На проспект Красных Шахтеров не пускали: там работали саперы. Машины шли в объезд, по Косому переулку. Переулок всползал на горку, — оттуда, с горки, они впервые увидели разбитый скелет Коксохима, по-прежнему похожего на крейсер, но крейсер, только что вышедший из боя: две его трубы гордо поднимались в чистое, бездымное небо, две другие были снесены или взорваны, торчали коротышки с зазубринами наверху.
Машина покатилась под горку и обогнула шахту.

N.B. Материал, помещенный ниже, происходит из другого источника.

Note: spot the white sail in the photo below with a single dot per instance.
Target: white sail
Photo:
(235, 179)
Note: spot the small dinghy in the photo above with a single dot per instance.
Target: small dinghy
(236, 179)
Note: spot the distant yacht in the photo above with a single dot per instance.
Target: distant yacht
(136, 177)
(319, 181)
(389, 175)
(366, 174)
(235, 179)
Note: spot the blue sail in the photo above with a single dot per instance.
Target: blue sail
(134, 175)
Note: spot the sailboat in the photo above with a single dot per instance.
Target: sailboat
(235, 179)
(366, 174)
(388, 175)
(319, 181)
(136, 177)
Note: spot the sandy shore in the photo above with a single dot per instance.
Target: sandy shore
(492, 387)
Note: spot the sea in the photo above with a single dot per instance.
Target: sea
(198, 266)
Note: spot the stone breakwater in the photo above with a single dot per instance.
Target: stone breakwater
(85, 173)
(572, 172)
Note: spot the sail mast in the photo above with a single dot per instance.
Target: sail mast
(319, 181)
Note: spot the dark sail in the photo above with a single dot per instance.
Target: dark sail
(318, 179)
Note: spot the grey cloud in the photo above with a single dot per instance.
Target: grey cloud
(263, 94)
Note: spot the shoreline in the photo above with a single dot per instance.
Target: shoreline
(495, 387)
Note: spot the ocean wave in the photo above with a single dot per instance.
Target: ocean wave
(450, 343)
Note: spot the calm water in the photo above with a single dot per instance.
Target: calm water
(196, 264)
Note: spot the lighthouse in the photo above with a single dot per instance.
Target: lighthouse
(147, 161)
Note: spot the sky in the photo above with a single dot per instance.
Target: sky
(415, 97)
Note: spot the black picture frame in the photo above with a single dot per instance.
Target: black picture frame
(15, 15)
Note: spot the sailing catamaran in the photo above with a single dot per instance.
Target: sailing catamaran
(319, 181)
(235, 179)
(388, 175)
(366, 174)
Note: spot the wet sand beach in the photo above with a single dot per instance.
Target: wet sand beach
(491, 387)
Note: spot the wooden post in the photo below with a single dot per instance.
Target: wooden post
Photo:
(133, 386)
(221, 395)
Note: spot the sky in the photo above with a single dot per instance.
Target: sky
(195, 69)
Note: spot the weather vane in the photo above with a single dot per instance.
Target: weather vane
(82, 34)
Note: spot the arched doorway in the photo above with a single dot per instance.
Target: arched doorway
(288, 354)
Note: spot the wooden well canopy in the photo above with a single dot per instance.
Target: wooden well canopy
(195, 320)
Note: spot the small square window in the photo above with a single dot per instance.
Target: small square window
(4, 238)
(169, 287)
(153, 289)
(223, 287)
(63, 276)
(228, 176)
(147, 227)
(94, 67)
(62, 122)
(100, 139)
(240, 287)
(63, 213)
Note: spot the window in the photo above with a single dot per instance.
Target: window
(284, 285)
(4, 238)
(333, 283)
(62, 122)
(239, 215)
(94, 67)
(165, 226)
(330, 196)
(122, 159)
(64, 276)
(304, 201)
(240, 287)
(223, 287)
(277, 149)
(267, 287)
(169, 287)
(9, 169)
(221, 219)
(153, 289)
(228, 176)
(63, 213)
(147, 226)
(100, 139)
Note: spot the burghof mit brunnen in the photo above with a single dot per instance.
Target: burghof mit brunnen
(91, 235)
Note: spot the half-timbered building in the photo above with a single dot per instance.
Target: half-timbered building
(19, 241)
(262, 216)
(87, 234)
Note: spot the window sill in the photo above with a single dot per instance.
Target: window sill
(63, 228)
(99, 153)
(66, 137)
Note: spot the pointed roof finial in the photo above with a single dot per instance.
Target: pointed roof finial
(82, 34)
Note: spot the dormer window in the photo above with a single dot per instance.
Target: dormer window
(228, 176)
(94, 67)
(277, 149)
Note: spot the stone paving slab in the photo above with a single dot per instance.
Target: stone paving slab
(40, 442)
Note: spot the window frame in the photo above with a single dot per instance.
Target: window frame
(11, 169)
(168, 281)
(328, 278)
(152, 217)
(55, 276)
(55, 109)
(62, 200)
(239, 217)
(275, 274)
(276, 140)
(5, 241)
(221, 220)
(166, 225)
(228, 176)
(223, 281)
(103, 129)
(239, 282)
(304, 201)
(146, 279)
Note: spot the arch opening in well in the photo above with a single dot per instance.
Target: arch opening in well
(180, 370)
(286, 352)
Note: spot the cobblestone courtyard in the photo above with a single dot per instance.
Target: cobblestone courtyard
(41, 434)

Знакомые терриконы, стоящие рядом и уже давно сросшиеся внизу… Поваленный набок копер… Опрокинутые скипы без колес… Землянка у подножия одного из терриконов, когда-то оставленная Чубаком как музейный экспонат прошлого, — каменной ограды и мемориальной доски уже нет, а в землянке, похоже, кто-то живет.
Трое друзей стояли в кузове и смотрели, смотрели на все, что было знакомо с детства и теперь так горько изменилось, и еще чаще — вперед, туда, где за крышами и деревьями не было видно, но могло вот-вот показаться… Что? Что они увидят там, где когда-то так изящно изгибались трубы, высились башенки скрубберов, белели здания компрессорной и насосной, разбегались от голубой подстанции жилы проводов…
Им еще предстояло все, что выпадало людям, с боями вернувшимся на истерзанную родину: все удары, вся боль, все волнение поисков близких… Но в эти минуты, когда должна была вот-вот показаться навеки милая станция, они думали только о ней.
И они ее увидели.
Они соскочили с машины у закопченной стены с черными проемами на месте окон и зловещей пустотой внутри.
Они вошли на территорию станции через ворота, хотя ворот уже не было и от ограды остались одни обломки. Первое впечатление неузнаваемой перемены было от зелени: акации и клены, которые тут посадили в первый год под лозунгом «Каждый должен посадить пять саженцев!», — эти акации и клены уже сомкнулись кудрявыми кронами.